[University home]

Centre for Atmospheric Science

NitroEurope Project

NitroEurope

NitroEurope (NEU) is a project for integrated European research into the nitrogen cycle. It is part of the EU's Sixth Framework Programme for Research and Technological Development, and will run for 5 years from February 2006 until 2011. For main objectives see website.

• establish robust datasets of N fluxes and net greenhouse-gas exchange (NGE) in relation to C-N cycling of representative European ecosystems, as a basis to investigate interactions and assess long-term change,
• quantify the effects of past and present global changes (climate, atmospheric composition, land-use/land-management) on CN cycling and NGE,
• simulate the observed fluxes of N and NGE, their interactions and responses to global change/land-management decisions, through refinement of plot-scale models,
• quantify multiple N and C fluxes for contrasting European landscapes, including interactions between farm-scale management, atmospheric and water dispersion, and consideration of the implications for net fluxes and strategies,
• scale up Nr and NGE fluxes for terrestrial ecosystems to regional and European levels, considering spatial variability and allowing assessment of past, present and future changes,
• assess uncertainties in the European model results and use these together with independent measurement/inverse modelling approaches for verification of European N2O and CH4 inventories and refinement of IPCC approaches.
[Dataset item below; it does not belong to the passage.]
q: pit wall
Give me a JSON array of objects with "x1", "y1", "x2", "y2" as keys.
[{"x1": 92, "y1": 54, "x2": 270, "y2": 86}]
Our specific role in NEU is in the development of advanced techniques for measuring eddy covariance (EC) fluxes of NH3 and HNO3 as part of component 1 (NEU Flux Networks). This has focussed on the use of the dual QCLAS for this purpose, as it is capable of high time resolution measurements. The results of field experiments imply that the dual QCLAS is suitable for measuring EC fluxes of NH3, but that more work needs to be done to improve on this, particularly for measuring at typical ambient concentrations. Work is also needed to extend this technique to HNO3 measurements.